Over the past nine months, I’ve had more than enough time to reflect on my choice to drop out of college. Living truly alone for the first time, and setting out to learn how to build products at Starter School has given me perspective on what is valuable about college - and what isn’t.

Taking the plunge

In June of 2013, I was eagerly waiting for acceptances to schools I applied to transfer to. I had just started a web developer internship at AllDayEveryDay, where I was encouraged to think about whether college was the only path to success.

The first week of July came with grim news, which I broke to my dad with this:

conversation

I didn’t get in. It seemed the clear choice was to leave school to go elsewhere, and improve my development skills.

For the next week or so, I applied to every development bootcamp under the sun. Amongst the potential choices, Starter School was the most unique. Nine months. Programming. Design. Product development. Entrepreneurship. Since I was dropping out of college, my parents and I decided that Starter School offered the most well rounded replacement.

This wasn’t a decision I took lightly. I was scared. I was leaving behind a traditional college education, great friends, and a career as an Army officer. There were many sleepless nights during that period, but my fears would soon be quieted.

I can’t possibly distill my entire Starter School experience in a blog post, but I’ll attempt to describe the most important things I took away from my experience.

Teaching a man to fish

When I came to Starter School, it was made clear from the beginning that I wouldn’t be taught the same way that my college professors taught me. Starter School’s main programming instructor, Jeff Cohen, explains his teaching philosophy like this:

Our school system has conditioned students to want to memorize facts, and it’s important for me not to feed that habit. Facts and trivia are easily retrieved from a Google search these days.

What I guide them toward is the learning process. It’s much better for students to grasp the thinking paradigms that are core to developing solid computational skills.

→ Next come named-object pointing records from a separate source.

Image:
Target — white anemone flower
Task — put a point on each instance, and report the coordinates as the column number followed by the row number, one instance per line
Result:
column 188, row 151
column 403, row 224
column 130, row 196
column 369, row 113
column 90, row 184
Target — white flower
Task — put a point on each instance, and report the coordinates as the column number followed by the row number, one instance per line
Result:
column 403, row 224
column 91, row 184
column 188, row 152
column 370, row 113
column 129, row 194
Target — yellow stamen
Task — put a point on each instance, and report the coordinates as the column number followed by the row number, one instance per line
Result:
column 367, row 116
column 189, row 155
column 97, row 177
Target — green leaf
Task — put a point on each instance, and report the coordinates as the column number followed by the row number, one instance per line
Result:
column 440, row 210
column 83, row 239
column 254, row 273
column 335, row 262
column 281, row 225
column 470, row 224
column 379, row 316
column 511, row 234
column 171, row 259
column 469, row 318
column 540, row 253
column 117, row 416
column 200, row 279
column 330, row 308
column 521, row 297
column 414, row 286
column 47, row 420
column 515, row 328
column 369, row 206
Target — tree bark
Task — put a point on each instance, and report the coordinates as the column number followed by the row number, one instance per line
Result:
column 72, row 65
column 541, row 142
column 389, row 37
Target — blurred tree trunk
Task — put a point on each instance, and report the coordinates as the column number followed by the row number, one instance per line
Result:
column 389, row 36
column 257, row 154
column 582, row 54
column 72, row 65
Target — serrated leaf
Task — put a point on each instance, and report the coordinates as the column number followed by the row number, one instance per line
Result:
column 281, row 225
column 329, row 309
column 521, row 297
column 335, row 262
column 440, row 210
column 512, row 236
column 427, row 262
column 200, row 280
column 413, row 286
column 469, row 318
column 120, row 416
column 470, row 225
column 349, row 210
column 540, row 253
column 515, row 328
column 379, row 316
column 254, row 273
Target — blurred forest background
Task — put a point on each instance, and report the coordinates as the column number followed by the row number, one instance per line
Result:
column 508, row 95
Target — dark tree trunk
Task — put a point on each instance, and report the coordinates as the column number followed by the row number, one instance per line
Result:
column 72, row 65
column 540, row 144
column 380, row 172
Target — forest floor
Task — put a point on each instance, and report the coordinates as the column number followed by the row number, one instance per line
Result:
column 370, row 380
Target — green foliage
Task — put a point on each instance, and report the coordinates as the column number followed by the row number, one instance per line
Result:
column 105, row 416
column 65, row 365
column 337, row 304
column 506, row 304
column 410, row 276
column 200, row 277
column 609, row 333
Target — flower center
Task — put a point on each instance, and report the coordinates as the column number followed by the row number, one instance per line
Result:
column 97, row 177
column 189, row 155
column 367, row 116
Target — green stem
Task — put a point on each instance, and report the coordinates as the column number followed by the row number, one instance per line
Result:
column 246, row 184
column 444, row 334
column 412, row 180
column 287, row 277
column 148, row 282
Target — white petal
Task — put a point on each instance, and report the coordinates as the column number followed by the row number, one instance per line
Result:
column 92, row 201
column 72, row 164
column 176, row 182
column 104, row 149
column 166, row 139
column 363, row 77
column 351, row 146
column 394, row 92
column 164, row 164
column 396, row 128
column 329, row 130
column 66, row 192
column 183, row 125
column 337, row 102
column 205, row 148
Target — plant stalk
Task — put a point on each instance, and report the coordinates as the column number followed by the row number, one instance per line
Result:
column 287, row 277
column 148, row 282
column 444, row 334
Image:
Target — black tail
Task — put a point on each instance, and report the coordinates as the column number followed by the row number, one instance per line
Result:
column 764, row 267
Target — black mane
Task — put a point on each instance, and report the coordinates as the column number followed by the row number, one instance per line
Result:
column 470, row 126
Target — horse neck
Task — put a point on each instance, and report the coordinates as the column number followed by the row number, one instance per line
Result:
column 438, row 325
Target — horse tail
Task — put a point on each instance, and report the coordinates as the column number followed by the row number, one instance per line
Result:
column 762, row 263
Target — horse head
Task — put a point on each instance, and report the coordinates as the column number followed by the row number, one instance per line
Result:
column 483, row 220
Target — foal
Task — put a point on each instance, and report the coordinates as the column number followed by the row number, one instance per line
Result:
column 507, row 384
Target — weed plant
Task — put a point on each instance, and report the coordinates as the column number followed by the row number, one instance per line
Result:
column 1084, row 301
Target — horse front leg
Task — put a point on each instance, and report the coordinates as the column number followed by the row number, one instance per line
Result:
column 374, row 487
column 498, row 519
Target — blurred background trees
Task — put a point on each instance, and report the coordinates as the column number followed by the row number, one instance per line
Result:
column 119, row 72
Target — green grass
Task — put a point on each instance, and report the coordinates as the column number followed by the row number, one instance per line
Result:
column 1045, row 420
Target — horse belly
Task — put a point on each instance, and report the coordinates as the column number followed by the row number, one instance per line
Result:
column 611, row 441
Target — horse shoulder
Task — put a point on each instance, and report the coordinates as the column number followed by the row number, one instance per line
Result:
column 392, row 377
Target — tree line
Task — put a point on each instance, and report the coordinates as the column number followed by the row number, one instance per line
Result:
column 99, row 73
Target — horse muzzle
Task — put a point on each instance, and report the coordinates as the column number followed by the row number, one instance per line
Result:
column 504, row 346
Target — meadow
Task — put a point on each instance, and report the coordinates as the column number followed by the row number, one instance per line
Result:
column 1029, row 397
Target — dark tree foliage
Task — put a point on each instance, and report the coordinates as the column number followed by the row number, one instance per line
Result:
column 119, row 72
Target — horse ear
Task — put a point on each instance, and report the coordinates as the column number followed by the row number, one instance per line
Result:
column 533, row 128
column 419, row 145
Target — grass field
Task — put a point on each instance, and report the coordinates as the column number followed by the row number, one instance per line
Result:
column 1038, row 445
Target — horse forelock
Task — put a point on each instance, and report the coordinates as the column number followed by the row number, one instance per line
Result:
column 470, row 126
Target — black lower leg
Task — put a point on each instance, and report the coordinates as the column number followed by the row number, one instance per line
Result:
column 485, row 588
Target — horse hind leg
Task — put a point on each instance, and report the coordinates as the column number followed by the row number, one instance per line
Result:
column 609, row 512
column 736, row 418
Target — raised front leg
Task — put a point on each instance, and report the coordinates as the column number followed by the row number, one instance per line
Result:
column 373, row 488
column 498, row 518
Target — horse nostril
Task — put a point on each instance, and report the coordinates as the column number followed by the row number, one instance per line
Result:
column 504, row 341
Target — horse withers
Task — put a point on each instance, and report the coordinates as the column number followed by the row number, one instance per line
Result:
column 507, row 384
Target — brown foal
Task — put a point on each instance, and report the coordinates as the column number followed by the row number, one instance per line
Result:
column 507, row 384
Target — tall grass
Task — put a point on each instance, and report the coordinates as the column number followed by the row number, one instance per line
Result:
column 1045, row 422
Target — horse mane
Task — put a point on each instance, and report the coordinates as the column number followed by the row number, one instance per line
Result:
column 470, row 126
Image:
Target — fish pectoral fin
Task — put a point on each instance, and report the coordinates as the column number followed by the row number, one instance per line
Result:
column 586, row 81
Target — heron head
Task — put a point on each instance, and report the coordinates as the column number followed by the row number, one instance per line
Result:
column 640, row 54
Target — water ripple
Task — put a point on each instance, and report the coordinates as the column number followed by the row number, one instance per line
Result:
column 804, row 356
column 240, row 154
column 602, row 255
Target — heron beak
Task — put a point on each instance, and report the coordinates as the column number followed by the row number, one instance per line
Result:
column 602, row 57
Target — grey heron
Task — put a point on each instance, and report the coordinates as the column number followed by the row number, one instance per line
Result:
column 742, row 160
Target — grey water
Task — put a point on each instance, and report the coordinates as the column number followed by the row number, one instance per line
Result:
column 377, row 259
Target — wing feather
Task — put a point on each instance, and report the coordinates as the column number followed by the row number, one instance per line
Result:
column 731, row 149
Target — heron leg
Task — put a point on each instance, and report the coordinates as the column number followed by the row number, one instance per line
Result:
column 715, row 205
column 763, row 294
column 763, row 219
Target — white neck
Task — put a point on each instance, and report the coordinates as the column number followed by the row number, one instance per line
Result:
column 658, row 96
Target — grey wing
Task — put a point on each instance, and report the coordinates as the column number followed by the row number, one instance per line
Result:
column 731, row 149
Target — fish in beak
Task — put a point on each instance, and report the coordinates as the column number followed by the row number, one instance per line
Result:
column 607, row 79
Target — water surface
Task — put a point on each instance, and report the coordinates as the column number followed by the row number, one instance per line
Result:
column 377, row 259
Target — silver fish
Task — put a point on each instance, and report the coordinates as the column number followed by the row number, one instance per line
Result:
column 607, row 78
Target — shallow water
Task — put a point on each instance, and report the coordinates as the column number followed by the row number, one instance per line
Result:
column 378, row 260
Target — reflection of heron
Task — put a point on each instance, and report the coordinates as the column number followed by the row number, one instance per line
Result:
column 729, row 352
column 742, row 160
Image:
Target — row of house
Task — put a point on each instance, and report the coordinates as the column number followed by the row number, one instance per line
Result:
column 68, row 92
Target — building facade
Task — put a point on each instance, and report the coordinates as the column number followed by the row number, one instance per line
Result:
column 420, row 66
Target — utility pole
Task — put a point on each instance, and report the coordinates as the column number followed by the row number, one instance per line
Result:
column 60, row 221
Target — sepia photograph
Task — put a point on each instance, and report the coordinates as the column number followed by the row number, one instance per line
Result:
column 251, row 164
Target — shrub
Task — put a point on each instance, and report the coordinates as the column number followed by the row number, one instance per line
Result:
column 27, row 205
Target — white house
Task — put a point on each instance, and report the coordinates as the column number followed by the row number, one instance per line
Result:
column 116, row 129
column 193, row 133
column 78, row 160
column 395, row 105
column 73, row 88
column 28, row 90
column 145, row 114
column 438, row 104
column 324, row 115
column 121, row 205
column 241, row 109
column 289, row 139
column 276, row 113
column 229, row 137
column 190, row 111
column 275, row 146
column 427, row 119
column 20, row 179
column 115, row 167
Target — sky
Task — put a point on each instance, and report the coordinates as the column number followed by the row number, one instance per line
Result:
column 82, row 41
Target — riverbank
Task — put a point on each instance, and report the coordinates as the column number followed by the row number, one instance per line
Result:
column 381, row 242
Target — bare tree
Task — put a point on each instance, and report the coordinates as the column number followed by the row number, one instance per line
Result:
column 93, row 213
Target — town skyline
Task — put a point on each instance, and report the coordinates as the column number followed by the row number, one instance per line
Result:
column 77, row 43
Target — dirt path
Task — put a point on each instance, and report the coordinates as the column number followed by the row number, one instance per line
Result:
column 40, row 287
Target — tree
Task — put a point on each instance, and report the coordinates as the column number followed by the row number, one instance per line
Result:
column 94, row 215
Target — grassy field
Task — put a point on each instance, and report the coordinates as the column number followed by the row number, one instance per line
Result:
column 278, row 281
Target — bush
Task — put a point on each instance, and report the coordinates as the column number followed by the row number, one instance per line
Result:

His teaching style encourages being resourceful and finding the path of least resistance toward solving the problem at hand.

Be a generalist

The point of Starter School is to give you a taste of the full spectrum of building a software product. Other bootcamps and software development schools do a great job of making you into a developer, but you don’t always see the bigger picture. Even if you do specialize in just one area, be it programming or design, it is so valuable to be able to speak the other person’s language, or even get your hands dirty with another area of the product.

Everyone knows what’s best for you

This is a broader life lesson, but it happened to be a huge component of Starter School by design. Starter School brings you the best people in their fields to teach, but the way each of them build products is very different. Over the past nine months, I’ve learned how to develop a lens through which I can look at conflicting advice objectively, and make a decision on what I think will best move my project forward.

We take the web for granted

I may not be able to legally drink yet, but I do remember a time when people were not constantly connected to the internet. That era is gone, and nobody can imagine life without being able to check Facebook on their walk to school or watch Netflix on the train home from work. We take for granted how incredible it is that we can do that, and how hard it is to make that happen.

With the rise of software schools, the barrier for entry for people to be a part of creating this connected culture is lowered, but it is still really hard. There are a ton of people behind the services and apps we use everyday, and Starter School has made me appreciate what they do a lot more.

The goods

I didn’t go to Starter School just to learn these lessons, though. I came for hard skills - and I got them. HTML, CSS, Ruby, Rails, Javascript, jQuery, and DevOps. All now in my repertoire.

Was it worth it?

If the above doesn’t make it clear: Yes. 100 percent yes. Not only was what I learned incredibly valuable for anyone looking to start a career in software, but learning them as a nineteen year old college dropout changed my life. I’m already building a portfolio of freelance work. I have no regrets about leaving college to go to Starter School. I’m just excited for the future.